FKHC: What is a “Beauty Junkie”?
DV: A beauty junkie is someone that’s always on the hunt for new beauty products. I prefer the term beauty enthusiast because customers are making incredibly informed and emotional decisions when purchasing beauty products and not just buying anything in sight. There are so many brilliant innovations, newly discovered ingredients and intriguing founder stories in the beauty market that make it very exciting to explore new products and brands. From our customer base, as a brand that offers results-oriented products we also see a unique consumer that might at first glance be categorized as a “beauty junkie” but is really a consumer on the hunt for a solution. I get emails daily from customers and prospective customers that detail how long they’ve been looking for products to heal their hyperpigmentation and the list of products that they’ve tried before they found us. What I’ve learned is that no one is thoughtlessly buying beauty products. Beauty purchases are usually a result of a great deal of research and connection.
FKHC: In terms of the beauty industry -as a maker and a consumer- do you feel that there are any conversations that need to be initiated? Is there something that you would like to see being done differently in this space five years from now that isn’t in effect presently?

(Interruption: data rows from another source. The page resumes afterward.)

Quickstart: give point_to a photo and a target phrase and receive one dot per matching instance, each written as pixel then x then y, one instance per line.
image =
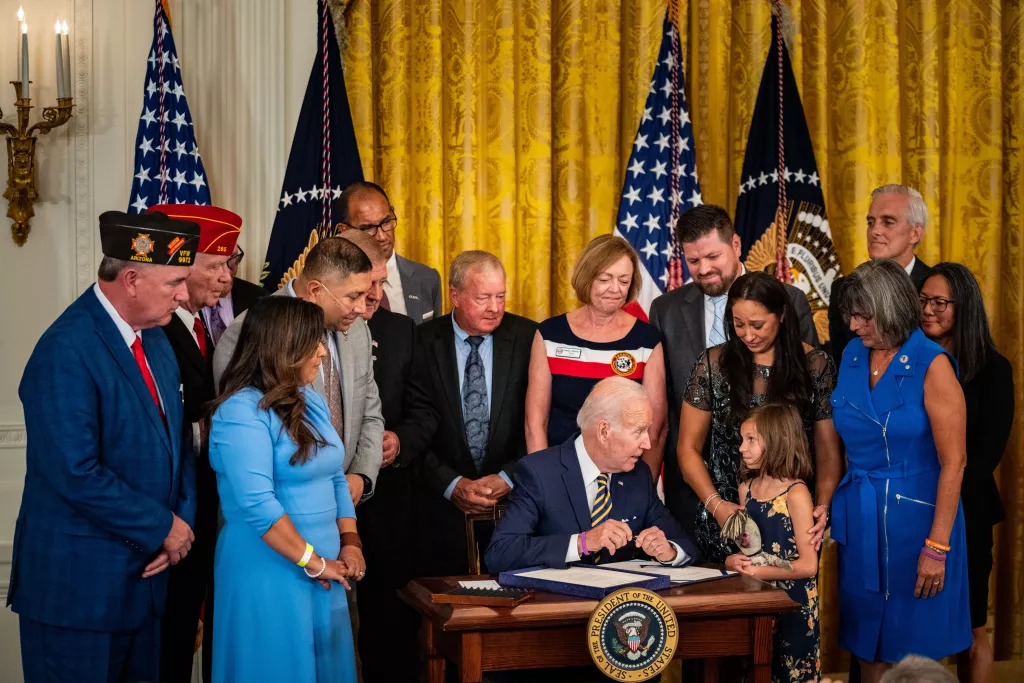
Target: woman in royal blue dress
pixel 289 537
pixel 896 514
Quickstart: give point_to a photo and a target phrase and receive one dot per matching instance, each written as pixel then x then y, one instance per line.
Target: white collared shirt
pixel 392 287
pixel 127 334
pixel 710 312
pixel 590 474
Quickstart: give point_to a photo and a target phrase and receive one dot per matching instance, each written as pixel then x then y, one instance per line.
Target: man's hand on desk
pixel 470 497
pixel 652 542
pixel 610 534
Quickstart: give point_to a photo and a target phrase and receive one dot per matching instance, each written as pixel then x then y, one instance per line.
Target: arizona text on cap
pixel 218 227
pixel 148 238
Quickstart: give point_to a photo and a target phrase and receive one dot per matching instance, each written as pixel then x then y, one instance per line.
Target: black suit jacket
pixel 989 418
pixel 244 295
pixel 839 330
pixel 678 316
pixel 434 433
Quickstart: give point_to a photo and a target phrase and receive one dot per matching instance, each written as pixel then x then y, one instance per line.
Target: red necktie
pixel 136 348
pixel 200 332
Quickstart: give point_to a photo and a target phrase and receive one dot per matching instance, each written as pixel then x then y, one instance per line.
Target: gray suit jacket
pixel 422 287
pixel 364 425
pixel 678 316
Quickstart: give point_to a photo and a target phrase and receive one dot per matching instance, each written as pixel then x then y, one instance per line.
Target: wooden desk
pixel 728 617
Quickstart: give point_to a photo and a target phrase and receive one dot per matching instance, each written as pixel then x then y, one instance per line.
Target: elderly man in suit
pixel 468 394
pixel 411 289
pixel 337 276
pixel 236 299
pixel 109 498
pixel 192 581
pixel 386 519
pixel 896 221
pixel 691 318
pixel 591 497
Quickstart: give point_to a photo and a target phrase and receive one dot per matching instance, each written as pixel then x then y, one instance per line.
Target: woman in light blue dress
pixel 282 611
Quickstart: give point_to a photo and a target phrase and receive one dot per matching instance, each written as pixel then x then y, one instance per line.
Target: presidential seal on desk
pixel 632 635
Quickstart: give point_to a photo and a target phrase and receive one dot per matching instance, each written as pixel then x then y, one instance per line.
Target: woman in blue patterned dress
pixel 289 544
pixel 896 514
pixel 773 488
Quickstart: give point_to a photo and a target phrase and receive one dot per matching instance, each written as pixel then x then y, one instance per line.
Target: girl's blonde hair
pixel 785 454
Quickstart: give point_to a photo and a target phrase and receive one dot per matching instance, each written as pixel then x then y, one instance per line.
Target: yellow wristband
pixel 306 556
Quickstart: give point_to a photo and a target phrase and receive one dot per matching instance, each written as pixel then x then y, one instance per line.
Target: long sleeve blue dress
pixel 273 623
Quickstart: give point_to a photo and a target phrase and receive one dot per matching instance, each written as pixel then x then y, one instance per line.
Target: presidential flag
pixel 662 177
pixel 324 161
pixel 779 171
pixel 168 168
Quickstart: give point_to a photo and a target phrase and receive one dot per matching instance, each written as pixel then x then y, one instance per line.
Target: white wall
pixel 245 66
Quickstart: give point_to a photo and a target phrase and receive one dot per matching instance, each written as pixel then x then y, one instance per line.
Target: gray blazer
pixel 678 316
pixel 364 424
pixel 422 287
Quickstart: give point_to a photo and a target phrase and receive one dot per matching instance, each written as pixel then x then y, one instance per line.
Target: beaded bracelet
pixel 316 575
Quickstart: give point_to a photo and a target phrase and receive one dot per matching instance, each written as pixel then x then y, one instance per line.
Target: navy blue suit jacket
pixel 103 475
pixel 548 505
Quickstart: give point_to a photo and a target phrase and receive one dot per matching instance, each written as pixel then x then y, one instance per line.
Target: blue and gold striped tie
pixel 602 504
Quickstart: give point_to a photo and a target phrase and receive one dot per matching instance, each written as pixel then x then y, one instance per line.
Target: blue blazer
pixel 548 505
pixel 102 475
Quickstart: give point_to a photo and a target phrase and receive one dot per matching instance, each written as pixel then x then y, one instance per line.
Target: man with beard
pixel 691 318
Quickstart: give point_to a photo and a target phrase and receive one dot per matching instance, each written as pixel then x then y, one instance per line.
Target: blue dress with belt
pixel 273 623
pixel 883 511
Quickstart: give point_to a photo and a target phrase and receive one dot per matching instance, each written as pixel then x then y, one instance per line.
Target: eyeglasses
pixel 938 303
pixel 235 259
pixel 387 225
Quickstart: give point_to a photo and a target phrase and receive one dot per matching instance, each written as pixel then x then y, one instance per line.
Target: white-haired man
pixel 592 496
pixel 896 222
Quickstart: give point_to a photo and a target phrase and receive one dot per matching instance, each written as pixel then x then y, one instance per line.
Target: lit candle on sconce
pixel 67 39
pixel 59 60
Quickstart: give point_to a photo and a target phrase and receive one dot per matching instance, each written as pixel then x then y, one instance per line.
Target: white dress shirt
pixel 590 475
pixel 392 287
pixel 126 332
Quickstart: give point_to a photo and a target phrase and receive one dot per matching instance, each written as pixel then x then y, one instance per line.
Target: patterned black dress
pixel 709 390
pixel 797 641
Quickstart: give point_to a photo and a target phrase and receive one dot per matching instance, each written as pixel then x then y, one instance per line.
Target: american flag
pixel 662 176
pixel 168 168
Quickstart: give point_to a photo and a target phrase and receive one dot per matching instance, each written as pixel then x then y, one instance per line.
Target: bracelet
pixel 316 575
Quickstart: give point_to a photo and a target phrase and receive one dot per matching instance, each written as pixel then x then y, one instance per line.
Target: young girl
pixel 775 463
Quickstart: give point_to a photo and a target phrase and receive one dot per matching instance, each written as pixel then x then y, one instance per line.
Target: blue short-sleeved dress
pixel 273 623
pixel 883 511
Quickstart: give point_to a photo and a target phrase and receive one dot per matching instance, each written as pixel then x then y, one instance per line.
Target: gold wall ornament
pixel 20 193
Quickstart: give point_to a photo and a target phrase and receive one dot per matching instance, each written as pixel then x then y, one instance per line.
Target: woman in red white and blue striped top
pixel 573 351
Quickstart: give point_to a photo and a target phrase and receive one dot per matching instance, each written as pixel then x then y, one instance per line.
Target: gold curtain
pixel 506 125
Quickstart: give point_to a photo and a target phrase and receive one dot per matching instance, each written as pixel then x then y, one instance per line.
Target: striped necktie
pixel 602 504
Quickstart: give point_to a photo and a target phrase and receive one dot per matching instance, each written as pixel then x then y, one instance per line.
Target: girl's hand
pixel 738 562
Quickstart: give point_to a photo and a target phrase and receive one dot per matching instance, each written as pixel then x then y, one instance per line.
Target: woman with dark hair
pixel 289 531
pixel 896 517
pixel 763 359
pixel 953 316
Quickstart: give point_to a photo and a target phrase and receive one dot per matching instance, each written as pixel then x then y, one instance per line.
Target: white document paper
pixel 675 574
pixel 489 585
pixel 587 577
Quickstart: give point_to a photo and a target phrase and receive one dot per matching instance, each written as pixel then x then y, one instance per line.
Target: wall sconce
pixel 20 193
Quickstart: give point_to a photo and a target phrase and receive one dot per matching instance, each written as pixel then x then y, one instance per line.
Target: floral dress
pixel 797 645
pixel 709 390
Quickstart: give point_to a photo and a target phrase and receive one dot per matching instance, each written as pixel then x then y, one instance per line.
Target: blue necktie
pixel 474 402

DV: You hit a nerve with this question. Perhaps it’s the current political environment, but I am so over conversations. The beauty industry loves a panel, an article, a report, a conference but like many multi-billion dollar industries it is slow to initiate action. I’m excited that there is currently a lot of attention being paid to diversity and inclusion on all levels from product offerings and shelf-space for person-of-color owner brands, to who is in the C- suite at major brands and media companies. We’re past the conversation stage though. It’s time for setting measurable goals and deadlines.